This rise of cloud-native applications gave way to a plethora of cyber security solutions, some extended from the traditional on-prem world and some – born-new to serve the age of the cloud. To educate the industry at large, analysts have created more and more categories and classified these solutions into various trendsetting segments such as Cloud Monitoring, Cloud Security Posture Management (CSPM), Cloud Workload Protection (CWPP), Cloud-Native Application Protection Platform (CNAPP), SaaS security, Data Security, Data Monitoring, Cloud Infrastructure Entitlement Management (CIEM) and many more. Yet these categories do not cover the problem of governance in the cloud.
So, what is the problem you ask?
Half a decade ago, in the times of older (on-prem) technology, an identity (human, application or a machine account) creation and access provisioning was a Governance before Operations procedure. Identity and Access requests went through a defined process for approvals. There was a methodical change management process for access that provided visibility into identity risk. Every identity and almost all access was visible through the governance lens. Any outlier identity or access had to go through an exception process with sign-offs for accountability.
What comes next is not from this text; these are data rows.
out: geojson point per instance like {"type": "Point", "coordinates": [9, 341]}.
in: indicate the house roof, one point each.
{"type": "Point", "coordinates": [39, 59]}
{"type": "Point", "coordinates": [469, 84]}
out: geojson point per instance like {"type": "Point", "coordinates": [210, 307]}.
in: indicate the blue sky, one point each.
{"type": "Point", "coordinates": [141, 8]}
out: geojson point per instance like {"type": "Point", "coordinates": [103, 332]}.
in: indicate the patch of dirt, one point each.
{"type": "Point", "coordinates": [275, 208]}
The operational environment was controlled because organizations had excellent ground truth of who had access and how it was issued, and how often it was used. May not be 100% accurate, but there is governance nonetheless!
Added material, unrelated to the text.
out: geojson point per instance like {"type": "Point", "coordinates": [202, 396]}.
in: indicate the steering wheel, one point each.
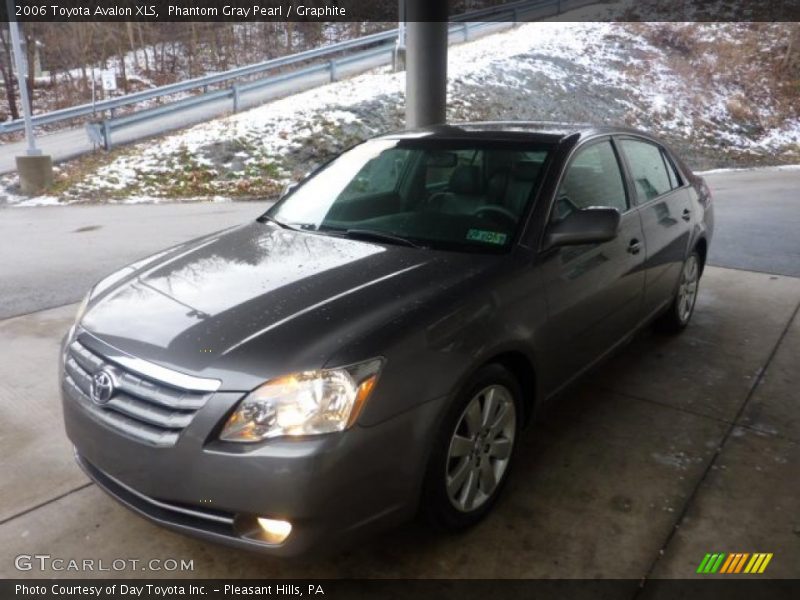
{"type": "Point", "coordinates": [492, 212]}
{"type": "Point", "coordinates": [435, 201]}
Now ask yourself a question – how many access-related misconfiguration breaches have you heard of prior to cloud technology? Very few, the reason being that on-prem access to sensitive and confidential data is well-governed through a controlled process.
Are we suggesting that we should go back to the Stone Age?
Absolutely not, your users of click-of-a-button IAC tech will not let you go back to the past even if you wanted to. All we are saying is that the rise of cloud applications brought an earth-quake-level procedural shift to how applications are developed, how policies are enforced, and how infrastructure is managed. This massive shift occurred very quickly and overlooked the foundational security control of “Identity Governance”. The FOMO mindset that was created in many organizations forced them to adopt cloud strategies (let us call them victims of the cloud quake) – and adapt to “insert your favorite acronym” cloud-native, COTS solutions. These solutions mostly focused on cloud configuration postures (CSPM) & ease of infrastructure management (IAC), but never took into consideration how the fundamental governance process is translated to the cloud. The result is that a Governance-First model is now lost and rapid cloud adoption has created an Operations-First model.
So, what is the path to enlightenment?
Continuous Governance is the way forward. There has always been an inherent conflict between users’ needs and security requirements, and now the cloud enables a wide range of options with greater ease of use that puts robust security into a more precarious situation. Historically, a fair compromise of this battle was Security Governance & Control Operations where the pace of access and governance was primarily controlled by procedures. With the cloud, the excessive demand for access and lack of governance coupled with the lack of visibility into identity and data risks creates a void that can only be filled through continuous governance.
The notion is not to reject CSPM, SSPM, CWPP and other security tools. They are necessary to have general visibility and purpose-driven operations. However, these solutions are largely focused on infrastructure and configuration and do not provide visibility of risk to the most important asset, the data, and the governance of identities that can access these data assets.
Let the pace of application development, and access provisioning continue the way it is, but it is necessary to evolve and build an element of continuous governance into the process. My recommendation for this paradigm of continuous governance is one that is strongly grounded in detection and response engineering focused primarily on identities and their access to data by:
- Continuous monitoring of who HAS & who IS accessing your data assets
- Detection of attack paths to critical resources & remediation
- Quantifiable risk scoring of data assets and identities
- Prioritizing remediations based on the risk of exposure and exfiltration of data
- Measuring the maturity of policy enforcement & violations
As the demand for access to resources and data in the cloud grows, identity governance must evolve away from a discrete process of governance before operations to a process of continuous governance. Visibility of cloud data access risks focused on data and identities is the path forward to security and governance in a cloud-native environment.